How dangerous is QR code fraud?
Recently, in Ho Chi Minh City, the incident of a young man stamping QR codes on many restaurants on Song Hanh Street, Hoc Mon District has attracted public attention. On the night of February 18, a young man riding a motorbike came to the front of a restaurant on Song Hanh Street, observed the surroundings and then posted QR codes on top of the restaurant's QR code. The owner said that many customers reported that when scanning the code, the information displayed was not the restaurant's but the name "Vo Thai Duong". Checking the camera, the restaurant owner discovered that his QR code had been replaced. Worried that this behavior caused confusion, causing customers to transfer money to the wrong account, the restaurant owner warned other businesses. It is known that many restaurants on Song Hanh Street are also facing a similar situation.
Previously, many people in Ho Chi Minh City also reported that their motorbikes and doors had plastic cards worth 30,000, 50,000, and 100,000 VND.
According to the information on the plastic card, people need to scan the QR code, then contact the customer service department to receive the corresponding amount on the card. However, when people scan the QR code and access the link, the phone is hacked, taking control.

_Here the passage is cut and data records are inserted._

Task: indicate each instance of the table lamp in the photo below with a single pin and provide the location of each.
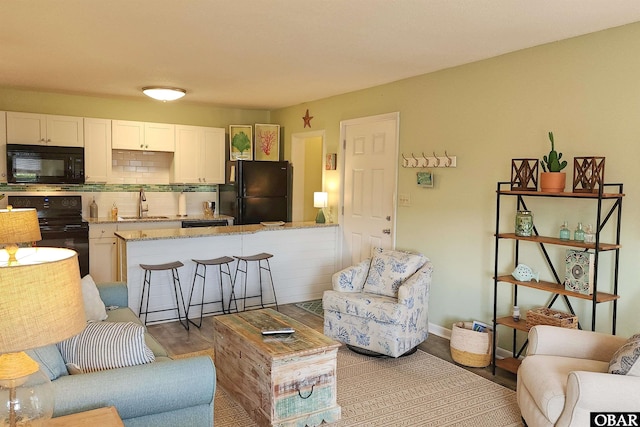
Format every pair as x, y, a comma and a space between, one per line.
40, 304
320, 201
18, 226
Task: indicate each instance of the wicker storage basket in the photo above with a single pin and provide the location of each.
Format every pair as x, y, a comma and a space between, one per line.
469, 347
548, 316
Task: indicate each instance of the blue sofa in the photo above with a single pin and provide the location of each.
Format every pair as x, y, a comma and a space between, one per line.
166, 392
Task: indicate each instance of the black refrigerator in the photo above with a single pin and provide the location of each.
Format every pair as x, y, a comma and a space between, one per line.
256, 191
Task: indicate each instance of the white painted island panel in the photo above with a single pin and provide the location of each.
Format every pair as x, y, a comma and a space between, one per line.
304, 259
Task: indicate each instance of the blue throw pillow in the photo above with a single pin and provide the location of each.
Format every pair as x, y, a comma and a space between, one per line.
50, 361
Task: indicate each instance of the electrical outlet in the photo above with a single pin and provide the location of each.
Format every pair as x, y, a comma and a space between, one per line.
404, 199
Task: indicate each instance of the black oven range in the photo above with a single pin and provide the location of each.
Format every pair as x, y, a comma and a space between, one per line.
61, 223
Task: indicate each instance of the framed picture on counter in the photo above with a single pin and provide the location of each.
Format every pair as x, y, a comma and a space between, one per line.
240, 142
267, 146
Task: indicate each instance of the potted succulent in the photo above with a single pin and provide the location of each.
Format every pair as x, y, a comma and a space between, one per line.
552, 180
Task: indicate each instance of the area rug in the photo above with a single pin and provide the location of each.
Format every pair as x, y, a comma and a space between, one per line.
314, 306
416, 390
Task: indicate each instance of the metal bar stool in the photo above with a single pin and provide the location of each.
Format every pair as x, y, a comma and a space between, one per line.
177, 288
246, 259
225, 260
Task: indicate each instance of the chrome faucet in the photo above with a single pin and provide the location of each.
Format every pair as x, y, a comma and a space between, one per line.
142, 198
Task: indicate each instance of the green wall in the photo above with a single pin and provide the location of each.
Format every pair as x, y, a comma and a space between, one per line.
586, 90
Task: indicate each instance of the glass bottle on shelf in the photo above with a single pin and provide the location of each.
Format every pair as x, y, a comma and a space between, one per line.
565, 233
589, 236
578, 235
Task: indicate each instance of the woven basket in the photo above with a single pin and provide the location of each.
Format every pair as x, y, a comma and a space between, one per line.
469, 347
548, 316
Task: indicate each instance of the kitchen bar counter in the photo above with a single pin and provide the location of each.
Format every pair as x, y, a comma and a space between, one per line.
165, 218
182, 233
305, 256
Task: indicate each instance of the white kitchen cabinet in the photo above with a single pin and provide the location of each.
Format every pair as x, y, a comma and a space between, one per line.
214, 156
44, 129
143, 136
200, 155
102, 252
97, 150
3, 147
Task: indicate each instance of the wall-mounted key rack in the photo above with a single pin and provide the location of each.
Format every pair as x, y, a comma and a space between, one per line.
423, 161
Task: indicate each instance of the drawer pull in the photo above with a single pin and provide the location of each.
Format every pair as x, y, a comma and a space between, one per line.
308, 395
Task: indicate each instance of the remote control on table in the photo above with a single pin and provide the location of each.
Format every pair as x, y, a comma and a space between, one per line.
279, 331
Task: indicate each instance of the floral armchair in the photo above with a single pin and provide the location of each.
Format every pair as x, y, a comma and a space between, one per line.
380, 304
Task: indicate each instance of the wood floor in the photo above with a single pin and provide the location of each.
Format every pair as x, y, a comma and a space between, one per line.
177, 340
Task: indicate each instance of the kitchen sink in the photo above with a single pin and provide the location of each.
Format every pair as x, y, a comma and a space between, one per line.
137, 218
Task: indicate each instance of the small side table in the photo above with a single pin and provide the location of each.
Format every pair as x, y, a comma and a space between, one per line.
103, 417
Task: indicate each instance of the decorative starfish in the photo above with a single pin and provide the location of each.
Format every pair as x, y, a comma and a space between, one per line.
307, 119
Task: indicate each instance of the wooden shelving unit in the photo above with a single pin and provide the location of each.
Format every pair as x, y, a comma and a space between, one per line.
556, 288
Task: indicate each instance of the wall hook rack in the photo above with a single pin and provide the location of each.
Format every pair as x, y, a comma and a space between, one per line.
434, 161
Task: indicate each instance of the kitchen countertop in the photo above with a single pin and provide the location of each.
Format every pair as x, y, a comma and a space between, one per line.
182, 233
153, 218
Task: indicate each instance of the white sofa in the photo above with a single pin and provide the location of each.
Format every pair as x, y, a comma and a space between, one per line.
565, 376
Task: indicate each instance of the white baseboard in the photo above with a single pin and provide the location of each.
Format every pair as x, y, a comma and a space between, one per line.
440, 331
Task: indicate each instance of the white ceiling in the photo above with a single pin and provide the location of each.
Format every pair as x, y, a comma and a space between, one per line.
268, 54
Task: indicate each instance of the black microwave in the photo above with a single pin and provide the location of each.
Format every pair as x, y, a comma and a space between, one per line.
44, 164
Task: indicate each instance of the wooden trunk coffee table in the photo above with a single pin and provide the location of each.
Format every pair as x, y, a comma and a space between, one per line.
279, 380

Speaking to Lao Dong, Mr. Huan Pham - Regional Director of Cyber Security Company, Technology Solutions ManageEngine - said that fraud via QR code is also known as quishing (a combination of "QR" and "Phimishing"). hackers manipulate QR codes to deceive users into accessing fake websites or downloading malicious content. Because QR codes are often scan without thinking carefully, attackers take advantage of this trust to steal sensitive information such as login information, financial details or business data.
How to prevent being scammed through QR codes
According to ManageEngine experts, scams using QR codes are very diverse from forging QR codes of trustworthy organizations such as government agencies, delivery services or banks to pasting real QR codes on payment devices or restaurant menus.
Other forms that can be mentioned are putting malicious QR codes on printed documents, which can be leaflets, flyers or cards with QR codes to lead victims to malicious websites; dipping QR codes in pop-up advertising models or digital advertisements on attacked websites, luring users to download malicious software...
To deal with this, at the beginning of this year, the State Bank of Vietnam said that it will strengthen the assurance of security, safety and confidentiality of payment and banking activities; direct service providers to actively deploy safe and secure solutions in online payments and bank card payments to protect the legitimate rights and interests of customers.
From an expert's perspective, Mr. Huan Pham said that in order not to become a victim of fraud via QR code, individuals need to comply with some basic principles, including:
Always update the operating system and security features of smartphones to the latest version, enabling multi-factor authentication (MFA).
Use trusted security software for web filtering to block dangerous websites.
In public places such as restaurants, hospitals and shuttle stations, be careful when scanning QR codes because hackers can easily replace them with malicious codes.
Be vigilant and update information about new scams and threats related to QR codes by using threat information publications.